Une fois de plus, j'ai été émerveillé par les qualités de l'orchestre des Talens Lyriques et notamment par une splendeur sonore qui ne m'avait pas semblé aussi évidente naguère. Les violons emmenés par Gilone Gaubert avaient ce 28 septembre 2019 un soyeux particulièrement flatteur. La violoniste en chef nous régala aussi d'un solo brillantissime dans Se in fiorito ameno prato. L'enchanteresse sinfonia qui ouvre l'acte II est un prodige d'orchestration dans lequel on entend de subtiles combinaisons instrumentales entre le théorbe (remarquable Karl Nihlin), de la basse de viole, des hautbois, de la harpe. Ce fut fut un moment d'extase sous la direction particulièrement inspirée de Christophe Rousset. Toujours respectueux du texte avec la plus grande rigueur, le maestro insuffla à cette musique un caractère original et unique.

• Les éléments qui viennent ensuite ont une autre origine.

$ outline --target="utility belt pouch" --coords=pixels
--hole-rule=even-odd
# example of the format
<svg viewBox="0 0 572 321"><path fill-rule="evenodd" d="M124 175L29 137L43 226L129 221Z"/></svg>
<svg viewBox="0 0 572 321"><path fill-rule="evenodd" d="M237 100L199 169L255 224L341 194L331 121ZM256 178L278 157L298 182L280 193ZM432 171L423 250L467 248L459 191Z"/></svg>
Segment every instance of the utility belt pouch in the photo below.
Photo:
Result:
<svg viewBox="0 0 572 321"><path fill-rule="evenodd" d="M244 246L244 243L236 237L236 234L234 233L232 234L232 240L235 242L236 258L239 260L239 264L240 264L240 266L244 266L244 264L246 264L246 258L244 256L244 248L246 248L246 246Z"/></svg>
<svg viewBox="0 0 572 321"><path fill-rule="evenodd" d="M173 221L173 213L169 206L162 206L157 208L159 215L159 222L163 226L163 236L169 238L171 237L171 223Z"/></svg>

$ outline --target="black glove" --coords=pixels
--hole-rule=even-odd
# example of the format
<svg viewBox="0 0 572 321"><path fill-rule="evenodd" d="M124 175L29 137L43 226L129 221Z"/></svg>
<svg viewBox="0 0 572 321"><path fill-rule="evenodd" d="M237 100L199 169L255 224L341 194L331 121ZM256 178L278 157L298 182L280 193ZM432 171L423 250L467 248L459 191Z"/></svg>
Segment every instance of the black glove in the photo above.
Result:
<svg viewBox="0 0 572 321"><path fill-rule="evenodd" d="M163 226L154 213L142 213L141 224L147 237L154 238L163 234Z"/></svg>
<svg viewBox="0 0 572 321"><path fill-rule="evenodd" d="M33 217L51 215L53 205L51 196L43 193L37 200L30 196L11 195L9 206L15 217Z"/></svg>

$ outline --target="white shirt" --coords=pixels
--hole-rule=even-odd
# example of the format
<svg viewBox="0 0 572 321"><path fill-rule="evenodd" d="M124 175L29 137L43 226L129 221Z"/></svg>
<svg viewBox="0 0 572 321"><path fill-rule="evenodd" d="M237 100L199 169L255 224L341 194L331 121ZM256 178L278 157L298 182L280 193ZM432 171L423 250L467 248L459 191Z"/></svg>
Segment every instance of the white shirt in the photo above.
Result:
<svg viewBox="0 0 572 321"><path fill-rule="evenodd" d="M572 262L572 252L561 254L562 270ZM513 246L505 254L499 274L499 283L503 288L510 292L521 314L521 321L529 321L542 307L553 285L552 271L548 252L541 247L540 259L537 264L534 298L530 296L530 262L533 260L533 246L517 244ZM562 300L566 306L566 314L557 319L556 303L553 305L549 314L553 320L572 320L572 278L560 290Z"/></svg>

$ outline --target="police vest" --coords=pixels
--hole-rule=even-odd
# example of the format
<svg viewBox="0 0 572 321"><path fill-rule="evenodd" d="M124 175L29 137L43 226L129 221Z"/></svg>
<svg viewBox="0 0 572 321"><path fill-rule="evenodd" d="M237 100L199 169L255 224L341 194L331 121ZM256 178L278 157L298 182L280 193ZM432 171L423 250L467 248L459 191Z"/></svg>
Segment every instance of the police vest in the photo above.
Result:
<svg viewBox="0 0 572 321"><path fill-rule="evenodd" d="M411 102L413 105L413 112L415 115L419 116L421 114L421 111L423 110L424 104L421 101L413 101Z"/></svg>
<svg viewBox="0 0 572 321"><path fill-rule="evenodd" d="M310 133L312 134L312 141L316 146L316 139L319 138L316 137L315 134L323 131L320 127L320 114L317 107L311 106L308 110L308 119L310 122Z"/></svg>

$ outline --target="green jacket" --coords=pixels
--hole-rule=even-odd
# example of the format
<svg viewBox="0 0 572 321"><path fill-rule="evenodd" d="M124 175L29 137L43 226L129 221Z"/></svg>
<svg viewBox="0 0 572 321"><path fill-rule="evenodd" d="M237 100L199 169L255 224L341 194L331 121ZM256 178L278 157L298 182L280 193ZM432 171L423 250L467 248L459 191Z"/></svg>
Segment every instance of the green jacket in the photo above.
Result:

Avec six voix merveilleuses et un orchestre d'exception le public était comblé. Qu'aurait donné une conjonction de talents aussi heureuse dans une mise en scène ? On ne le saura sans doute jamais. En tous cas il est heureux que ce concert ait été enregistré car il restera dans les annales une des plus mémorables versions de ce chef-d'oeuvre de Haendel.

  1. Giulio Cesare, Avant Scène Opéra, 97, 5-68, 2010.
  2. Piotr Kaminski, Haendel, Purcell et le baroque à Londres, Le Livre de Poche, Fayard, 2010, p 112-121.